I blinked, disrupting my train of thoughts and glanced up at Pat. He was staring down at me in concern. I gathered he'd said something I missed.

"Are you okay? You've gone pale!"

He put the dish down and carefully took my hands out of the sink, then grabbed a towel and began to wipe the foam off, all the while staring at me as if I held a firebrand to my eyes.

"I'm alright." I swallowed nervously. His hands felt strange, and large. "I just. . . I haven't been sleeping."

"Why not?" He asked, putting down the towel and drew me close. "Does ma still make you watch Ross and Whitney?"

I shook my head. I'd stopped babysitting my youngest siblings over a year ago. My immediate younger sister, Nancy, did that now, rather begrudgingly. Pat held my shoulders and ran his hands down the length of my arms.

An alarm went off in my head. His touch was electrifying.

"Then what is it?" His voice came in a lulling whisper. I glanced up at him and found I could not look away anymore. His face had become sharp and chiseled, his jaw set. His eyebrows were still the same bushy arcs. Altogether, his features appeared alien to me.
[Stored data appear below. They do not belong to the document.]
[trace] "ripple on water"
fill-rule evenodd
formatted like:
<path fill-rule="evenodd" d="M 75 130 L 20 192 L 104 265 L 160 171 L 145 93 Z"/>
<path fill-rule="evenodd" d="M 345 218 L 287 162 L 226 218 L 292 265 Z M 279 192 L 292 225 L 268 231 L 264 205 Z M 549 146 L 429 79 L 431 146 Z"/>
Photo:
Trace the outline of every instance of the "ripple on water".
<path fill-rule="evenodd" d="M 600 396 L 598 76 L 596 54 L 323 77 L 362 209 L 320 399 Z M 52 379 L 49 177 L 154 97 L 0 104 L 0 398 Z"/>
I glanced down, unable to answer the question. I didn't know exactly what was wrong. His sudden arrival felt like some kind of painful breach; an invasion of privacy, a disturbance. I felt that I was not yet prepared to see him. I felt he should have warned me before coming back. He had swooped right in - as heroes did - and taken me by the utmost surprise, and possibly saved me from future taunts at dinner.

Was that what I really wanted?

I started a bit when his warm breath fanned my neck and traveled down into my cleavage. He was breathing in the scent of me.
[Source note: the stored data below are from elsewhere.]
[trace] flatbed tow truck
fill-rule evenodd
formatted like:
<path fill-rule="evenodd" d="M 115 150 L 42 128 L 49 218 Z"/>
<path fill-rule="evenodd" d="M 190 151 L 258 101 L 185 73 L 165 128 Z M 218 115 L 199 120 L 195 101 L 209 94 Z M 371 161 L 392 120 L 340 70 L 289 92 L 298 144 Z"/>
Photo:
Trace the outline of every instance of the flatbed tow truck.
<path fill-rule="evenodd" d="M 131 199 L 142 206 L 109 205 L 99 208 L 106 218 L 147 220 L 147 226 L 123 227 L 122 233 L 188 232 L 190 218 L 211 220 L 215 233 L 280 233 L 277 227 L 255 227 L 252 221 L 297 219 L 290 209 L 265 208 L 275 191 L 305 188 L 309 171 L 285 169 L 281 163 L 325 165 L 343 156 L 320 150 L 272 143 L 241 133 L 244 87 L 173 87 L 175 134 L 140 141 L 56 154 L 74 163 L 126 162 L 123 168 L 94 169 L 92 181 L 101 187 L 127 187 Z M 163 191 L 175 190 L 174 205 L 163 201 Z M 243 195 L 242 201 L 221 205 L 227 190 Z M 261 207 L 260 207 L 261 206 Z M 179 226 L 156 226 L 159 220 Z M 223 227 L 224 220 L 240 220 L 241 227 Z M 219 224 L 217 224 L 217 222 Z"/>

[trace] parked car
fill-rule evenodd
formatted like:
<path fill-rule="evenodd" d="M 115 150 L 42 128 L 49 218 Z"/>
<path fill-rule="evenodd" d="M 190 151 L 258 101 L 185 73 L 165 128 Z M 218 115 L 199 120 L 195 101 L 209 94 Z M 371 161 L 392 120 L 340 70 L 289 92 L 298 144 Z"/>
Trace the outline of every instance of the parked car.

"I missed you terribly, Reese." He muttered.

I fought to say something, and just when I found the words, he pulled me in and kissed me deeply. He staggered back and gently collided with the kitchen sink. Goosebumps raided me from head to foot as his hands slid all around me, grasping me tightly to himself. I feared I would combust. Pat and I had never gotten real intimate before. He only liked to kiss my cheeks when we were younger, or the back of my hands.

I suddenly found myself wiggling away from him.
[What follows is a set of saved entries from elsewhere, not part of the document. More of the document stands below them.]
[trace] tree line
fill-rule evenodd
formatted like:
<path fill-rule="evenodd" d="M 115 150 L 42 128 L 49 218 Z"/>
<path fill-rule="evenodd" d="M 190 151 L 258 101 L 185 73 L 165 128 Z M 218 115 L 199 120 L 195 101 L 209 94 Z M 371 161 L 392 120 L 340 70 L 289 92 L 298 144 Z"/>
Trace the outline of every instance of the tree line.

"What?" He asked, almost breathless.

I wrapped my arms around myself, my eyes clocking everywhere. "I don't think that's what I want to be doing."

"What do you want to be doing?" He half chuckled.

I stared at him straight in the eyes even though he was two heads taller. "Why did you marry me, Pat?"

The question threw him off guard, his brows arched high. "That's a strange question, Reese."

"I know it is, but answer it. Answer it honestly. Did you marry me because you love me, or because you felt left out and wanted some form of consolation?"

He folded his arms too and the light above him rested alluringly on the veins that ran up and down the length of them. "I married you because I wanted to. I wanted to be with you, Reese."

"And yet you ran off immediately that letter came." I contributed. "You left me clueless, Pat. Two letters a month? Deidre gets one every week from Hanson."

"I'm not Hanson."

"Neither are you Pat!" I swallowed, my eyes welling up. It seemed that I finally found the problem. "I want my old Pat back. This person - this. . . stereotype of a man isn't what I wanted to spend the rest of my life with."

He began to walk forward, "What are you saying, Reese? I might've changed on the outside, but I'm still the same Pat on the inside."

I shook my head. "No, you're not. You're not my Pat anymore."

I threw him a weak glance before strolling out of the kitchen.